By Rob Sabo, Northern Nevada Business Weekly
Several golf courses in northern Nevada have struggled with red ink the past few years, the most notable being D’Andrea, which eventually closed.
Two keys to economic viability for the region’s courses, says Greg Raleigh, membership director at Somersett Golf and Country Club, is to develop more golfers locally and to heavily promote the benefits and social aspects of golf to increase membership and play.
“There is just so much to do in this region, that if we don’t develop more golfers there are other activities,” Raleigh says. “The challenges aren’t other golf courses, there is just so many things to do with the lake and skiing and everything else that we have to keep building golfers.”
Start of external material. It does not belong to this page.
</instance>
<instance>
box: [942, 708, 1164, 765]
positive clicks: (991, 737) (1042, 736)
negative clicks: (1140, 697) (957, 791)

Golf courses in northern Nevada have become proactive to increasing their membership bases. Somersett this year introduced a low-cost preview membership that has a clearly defined end-date rather than standard memberships, which are paid until cancelled. The private course in the hills west of Reno sold 50 of the new memberships in January and exceeded its annual sales enrollment goals in the first quarter, Raleigh says.
In order to generate more cash flow for the course, Somersett re-allocated a portion of homeowners’ association fees to the operation of the course, Raleigh says.
Another step the course has enacted to help increase play is a “Learn to Golf” program with PGA professional Stuart Smith, who works with experienced and beginning golfers to build enthusiasm for the game.
“Stuart is committed to teaching, playing and generating golfers,” Raleigh says. “It is really a lifestyle play. Golf has a way of making itself a lifestyle, and that is what we are trying to communicate.”
Lisa Anderson, general manager of Montréux Golf and Country Club, says the course will unveil a new promotional campaign designed to grow its membership base, which has decreased just 16 percent from its peak of 417 in 2006. Montréux has 350 golf members, 50 sports members and 37 clubhouse members. Amenities change with the different membership levels. The latter two membership levels have seen small growth in recent years, Anderson says.